— Когда же под венец, мое золото? Когда ты моя будешь?
— Как только добьете челом князю постылому, в те поры и засылай сватов к отцу, к матушке.
— Добьем челом, добьем, за тем и иду на совещание к твоему батюшке.
Тени оторвались одна от другой...
— Славен и преславен Хлынов-град.
— Славен Котельнич-град.
— Славен Орлов-град!
— Славен Никулицын-град.
Мертвая тишина в городе, хотя почти никто не спит.
— Попытка не пытка, — говорит на совете у Оникиева Пахомий Лазорев, — добьем челом супостату.
— Добить-то добьем, — соглашается и Оникиев, — Москва спокон веку живет «поминками» да «посулами». Одначе Данило Щеня да Морозов не тою дратвою шиты, что Шестак-Кутузов: сии и «поминки» возьмут, и поминальщиков закуют.
— Да, с этими опаско, — согласился и Богодайщиков, — нам с поминками самим выходить не для че, как ономнясь, да и Онисьюшка пущай в городе остается, а то как бы ироды на ея девичью красу не позарились.
— Вышлем с «поминками» Исупа Глазатого, — предложил Пахомий Лазорев.
На том и порешили и разошлись.
Тихо, мертво кругом, только собаки воют, чуя беду.
— Заутрее добивать челом пошлем Исупа Глазатаго, — слышится шепот во мраке ночи.
— Славен и преславен Хлынов-град!
— Славен Котельнич-град!
— Славен Орлов-град!
— Славен Никулицын-град!
В стане осаждающих тревога. В темноте слышны крики: «Держите вора! Зарезал, проклятый!.. В шатер пробрался, до становой жилы перерезал!»
Заскрипели на ржавых петлях городские ворота. В них прошмыгнула гигантская тень.
— Ты, Микита?
— Я... До черенка всадил...
— Ково, свет Микитушка?
— Самово идола, Щеню... Не пикнул, аспид... кровью захлебнулся.
Вдруг зарево осветило стан осаждающих.
— Батюшки! Горим!.. Бересту, что наготовили для городских стен, подожгли...
— Лови палителя, лови!.. Вон он, в кусты бежит!
— А, дьявол!
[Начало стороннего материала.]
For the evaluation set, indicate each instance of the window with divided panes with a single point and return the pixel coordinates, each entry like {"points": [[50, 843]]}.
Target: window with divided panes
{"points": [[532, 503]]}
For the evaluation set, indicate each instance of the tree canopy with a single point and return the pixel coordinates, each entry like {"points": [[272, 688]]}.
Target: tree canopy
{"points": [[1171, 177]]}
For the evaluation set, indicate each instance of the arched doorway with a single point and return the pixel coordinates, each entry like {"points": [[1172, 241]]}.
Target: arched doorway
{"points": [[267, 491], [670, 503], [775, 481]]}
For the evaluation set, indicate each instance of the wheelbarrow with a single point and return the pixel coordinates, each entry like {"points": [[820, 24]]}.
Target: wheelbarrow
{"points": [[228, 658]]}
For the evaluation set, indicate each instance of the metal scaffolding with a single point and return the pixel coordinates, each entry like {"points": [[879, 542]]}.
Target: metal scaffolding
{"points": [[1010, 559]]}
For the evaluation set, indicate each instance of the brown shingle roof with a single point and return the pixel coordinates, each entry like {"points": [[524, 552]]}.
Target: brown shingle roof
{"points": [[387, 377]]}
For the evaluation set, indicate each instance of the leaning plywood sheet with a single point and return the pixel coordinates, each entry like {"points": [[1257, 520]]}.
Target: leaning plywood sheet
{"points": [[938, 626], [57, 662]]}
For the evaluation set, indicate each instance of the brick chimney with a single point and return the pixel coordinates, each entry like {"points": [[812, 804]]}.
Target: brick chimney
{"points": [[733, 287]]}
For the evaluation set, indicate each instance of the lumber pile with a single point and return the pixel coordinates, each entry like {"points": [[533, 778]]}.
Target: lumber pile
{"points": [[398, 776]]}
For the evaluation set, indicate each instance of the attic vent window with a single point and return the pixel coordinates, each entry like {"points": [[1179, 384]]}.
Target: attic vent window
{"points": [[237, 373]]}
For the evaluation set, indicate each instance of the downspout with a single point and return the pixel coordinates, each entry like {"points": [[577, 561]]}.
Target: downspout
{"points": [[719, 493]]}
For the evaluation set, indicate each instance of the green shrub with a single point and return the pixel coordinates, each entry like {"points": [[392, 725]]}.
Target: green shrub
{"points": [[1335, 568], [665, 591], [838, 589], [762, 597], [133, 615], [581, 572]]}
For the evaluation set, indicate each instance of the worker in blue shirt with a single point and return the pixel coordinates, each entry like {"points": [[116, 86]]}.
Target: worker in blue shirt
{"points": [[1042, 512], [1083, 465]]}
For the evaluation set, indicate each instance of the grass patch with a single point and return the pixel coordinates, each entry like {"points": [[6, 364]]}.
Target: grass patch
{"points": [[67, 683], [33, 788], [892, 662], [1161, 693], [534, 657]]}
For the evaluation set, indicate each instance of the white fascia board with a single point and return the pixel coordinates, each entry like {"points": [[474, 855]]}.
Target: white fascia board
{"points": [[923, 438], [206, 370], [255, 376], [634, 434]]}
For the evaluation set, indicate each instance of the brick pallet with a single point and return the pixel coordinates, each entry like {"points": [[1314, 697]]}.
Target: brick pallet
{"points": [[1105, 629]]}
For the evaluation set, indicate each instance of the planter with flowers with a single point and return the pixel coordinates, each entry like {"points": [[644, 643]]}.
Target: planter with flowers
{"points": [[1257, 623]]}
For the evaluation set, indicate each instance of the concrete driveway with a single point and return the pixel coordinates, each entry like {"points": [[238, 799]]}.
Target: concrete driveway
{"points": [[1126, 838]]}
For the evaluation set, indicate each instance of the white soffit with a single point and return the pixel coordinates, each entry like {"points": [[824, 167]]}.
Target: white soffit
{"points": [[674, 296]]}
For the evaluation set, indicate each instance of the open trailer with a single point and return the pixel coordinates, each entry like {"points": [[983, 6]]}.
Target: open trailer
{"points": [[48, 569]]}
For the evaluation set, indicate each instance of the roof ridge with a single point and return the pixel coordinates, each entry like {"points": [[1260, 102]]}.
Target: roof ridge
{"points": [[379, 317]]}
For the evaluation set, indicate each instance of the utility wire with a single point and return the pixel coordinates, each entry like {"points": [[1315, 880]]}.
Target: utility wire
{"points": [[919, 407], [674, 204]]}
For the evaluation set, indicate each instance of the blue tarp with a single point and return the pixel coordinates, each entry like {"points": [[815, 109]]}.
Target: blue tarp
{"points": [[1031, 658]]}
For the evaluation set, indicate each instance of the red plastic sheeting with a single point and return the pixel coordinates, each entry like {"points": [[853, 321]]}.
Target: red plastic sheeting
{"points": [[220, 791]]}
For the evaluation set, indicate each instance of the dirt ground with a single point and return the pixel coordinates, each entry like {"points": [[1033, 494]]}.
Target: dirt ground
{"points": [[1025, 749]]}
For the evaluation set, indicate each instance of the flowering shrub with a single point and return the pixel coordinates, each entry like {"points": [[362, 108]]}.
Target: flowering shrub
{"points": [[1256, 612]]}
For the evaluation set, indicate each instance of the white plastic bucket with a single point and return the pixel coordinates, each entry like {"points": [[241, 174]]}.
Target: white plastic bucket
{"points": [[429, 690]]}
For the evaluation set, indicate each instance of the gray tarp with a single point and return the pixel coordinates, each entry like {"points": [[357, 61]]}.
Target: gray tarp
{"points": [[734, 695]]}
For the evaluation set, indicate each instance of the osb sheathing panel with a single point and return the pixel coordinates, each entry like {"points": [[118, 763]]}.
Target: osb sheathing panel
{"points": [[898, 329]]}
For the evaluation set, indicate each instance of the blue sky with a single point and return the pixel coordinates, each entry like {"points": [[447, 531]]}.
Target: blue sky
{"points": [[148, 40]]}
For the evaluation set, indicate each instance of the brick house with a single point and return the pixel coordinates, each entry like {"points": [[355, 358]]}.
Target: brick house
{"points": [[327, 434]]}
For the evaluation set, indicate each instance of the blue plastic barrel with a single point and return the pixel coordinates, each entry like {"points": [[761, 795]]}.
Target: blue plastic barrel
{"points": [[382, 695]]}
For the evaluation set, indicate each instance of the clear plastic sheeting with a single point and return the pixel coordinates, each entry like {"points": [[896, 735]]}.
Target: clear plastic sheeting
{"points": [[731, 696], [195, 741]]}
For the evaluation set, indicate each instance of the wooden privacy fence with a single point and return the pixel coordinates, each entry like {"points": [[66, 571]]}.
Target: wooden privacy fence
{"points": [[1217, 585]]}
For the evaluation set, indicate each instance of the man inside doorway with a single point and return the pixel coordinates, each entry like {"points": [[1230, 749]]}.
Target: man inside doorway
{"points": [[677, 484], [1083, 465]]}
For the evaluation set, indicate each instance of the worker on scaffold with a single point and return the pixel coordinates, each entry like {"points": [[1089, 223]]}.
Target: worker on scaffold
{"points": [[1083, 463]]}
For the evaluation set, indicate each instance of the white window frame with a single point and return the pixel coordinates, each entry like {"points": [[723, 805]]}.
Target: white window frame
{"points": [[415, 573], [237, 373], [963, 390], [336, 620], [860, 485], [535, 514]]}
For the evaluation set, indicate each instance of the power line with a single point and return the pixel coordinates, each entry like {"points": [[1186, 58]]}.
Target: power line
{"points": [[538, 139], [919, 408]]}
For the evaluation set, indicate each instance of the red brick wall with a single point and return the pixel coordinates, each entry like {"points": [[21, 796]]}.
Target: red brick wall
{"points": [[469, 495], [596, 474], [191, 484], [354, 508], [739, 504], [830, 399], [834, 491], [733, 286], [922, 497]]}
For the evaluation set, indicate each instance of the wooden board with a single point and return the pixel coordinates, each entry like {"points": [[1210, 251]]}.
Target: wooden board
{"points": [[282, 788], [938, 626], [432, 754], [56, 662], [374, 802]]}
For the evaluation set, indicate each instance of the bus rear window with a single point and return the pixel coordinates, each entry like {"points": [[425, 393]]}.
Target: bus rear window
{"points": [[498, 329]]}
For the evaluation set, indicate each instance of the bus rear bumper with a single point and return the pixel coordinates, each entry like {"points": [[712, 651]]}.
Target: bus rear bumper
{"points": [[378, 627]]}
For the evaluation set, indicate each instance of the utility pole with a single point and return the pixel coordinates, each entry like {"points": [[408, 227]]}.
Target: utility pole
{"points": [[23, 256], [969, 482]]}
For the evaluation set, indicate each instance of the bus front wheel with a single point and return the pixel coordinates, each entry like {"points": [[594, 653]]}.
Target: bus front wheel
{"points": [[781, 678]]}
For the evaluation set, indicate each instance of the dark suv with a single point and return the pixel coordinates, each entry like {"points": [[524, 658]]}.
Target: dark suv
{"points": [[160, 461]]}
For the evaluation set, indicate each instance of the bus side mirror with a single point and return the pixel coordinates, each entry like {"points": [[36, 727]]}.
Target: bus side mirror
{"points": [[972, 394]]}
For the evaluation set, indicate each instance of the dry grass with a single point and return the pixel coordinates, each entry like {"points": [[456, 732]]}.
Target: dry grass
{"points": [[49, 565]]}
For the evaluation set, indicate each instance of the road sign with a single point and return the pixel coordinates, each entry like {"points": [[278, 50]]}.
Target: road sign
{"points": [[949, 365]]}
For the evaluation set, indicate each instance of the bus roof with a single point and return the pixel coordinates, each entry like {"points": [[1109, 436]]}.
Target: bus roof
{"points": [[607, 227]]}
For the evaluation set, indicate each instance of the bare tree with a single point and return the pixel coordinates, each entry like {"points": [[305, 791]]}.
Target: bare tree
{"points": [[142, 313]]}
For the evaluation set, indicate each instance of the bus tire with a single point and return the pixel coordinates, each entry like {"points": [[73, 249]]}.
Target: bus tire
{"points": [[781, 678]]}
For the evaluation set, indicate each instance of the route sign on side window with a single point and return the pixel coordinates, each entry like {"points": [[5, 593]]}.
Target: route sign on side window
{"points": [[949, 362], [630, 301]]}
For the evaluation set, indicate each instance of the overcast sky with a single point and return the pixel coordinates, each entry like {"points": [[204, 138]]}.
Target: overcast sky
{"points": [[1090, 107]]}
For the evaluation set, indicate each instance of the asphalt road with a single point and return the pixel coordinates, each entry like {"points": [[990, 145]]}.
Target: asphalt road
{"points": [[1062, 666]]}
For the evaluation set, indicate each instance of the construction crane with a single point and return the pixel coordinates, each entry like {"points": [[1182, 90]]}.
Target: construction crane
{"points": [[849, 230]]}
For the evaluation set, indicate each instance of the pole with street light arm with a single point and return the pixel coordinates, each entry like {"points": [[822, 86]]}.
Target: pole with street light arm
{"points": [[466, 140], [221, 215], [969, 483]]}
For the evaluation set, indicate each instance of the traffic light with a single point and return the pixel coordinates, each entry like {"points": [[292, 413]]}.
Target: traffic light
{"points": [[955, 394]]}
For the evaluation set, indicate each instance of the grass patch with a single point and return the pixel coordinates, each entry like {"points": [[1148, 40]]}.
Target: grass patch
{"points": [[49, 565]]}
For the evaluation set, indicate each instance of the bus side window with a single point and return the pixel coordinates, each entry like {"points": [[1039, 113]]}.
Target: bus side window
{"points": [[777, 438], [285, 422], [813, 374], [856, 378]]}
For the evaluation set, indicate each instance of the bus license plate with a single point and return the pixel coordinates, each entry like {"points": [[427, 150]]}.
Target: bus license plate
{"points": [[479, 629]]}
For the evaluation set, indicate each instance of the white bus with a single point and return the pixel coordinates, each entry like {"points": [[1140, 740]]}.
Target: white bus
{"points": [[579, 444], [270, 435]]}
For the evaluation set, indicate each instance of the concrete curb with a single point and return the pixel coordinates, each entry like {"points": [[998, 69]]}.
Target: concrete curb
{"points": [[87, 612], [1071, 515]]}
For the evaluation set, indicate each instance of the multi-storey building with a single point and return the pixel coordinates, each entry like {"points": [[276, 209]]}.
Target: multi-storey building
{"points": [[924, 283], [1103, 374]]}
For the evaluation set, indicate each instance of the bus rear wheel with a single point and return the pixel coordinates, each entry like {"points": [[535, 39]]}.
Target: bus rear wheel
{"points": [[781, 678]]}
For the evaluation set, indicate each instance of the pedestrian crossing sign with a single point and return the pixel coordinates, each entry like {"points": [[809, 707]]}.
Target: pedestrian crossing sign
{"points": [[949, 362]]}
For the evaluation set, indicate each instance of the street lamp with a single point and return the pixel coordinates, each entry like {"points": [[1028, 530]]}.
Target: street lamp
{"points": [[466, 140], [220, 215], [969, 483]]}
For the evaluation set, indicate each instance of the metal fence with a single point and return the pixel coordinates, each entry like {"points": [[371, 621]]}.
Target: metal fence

Не уйдешь, черт!
— Пымали, пымали палителя!
Весь стан осаждающих на ногах. Все мечется, кричит.
— Бог спас князя Данилу... не ево зарезали.
— А ково? Полуголову стрелецково?
— Не! Стремянново Князева, в ево шатре спал.
Ошибся в темноте Микитушка. Не князя Щенятева зарезал, а его стремянного.
Светало. Береста удачно потушена. Поджигатель пойман. Со стен города видно, как московские ратники врывают в землю два столба с перекладиной...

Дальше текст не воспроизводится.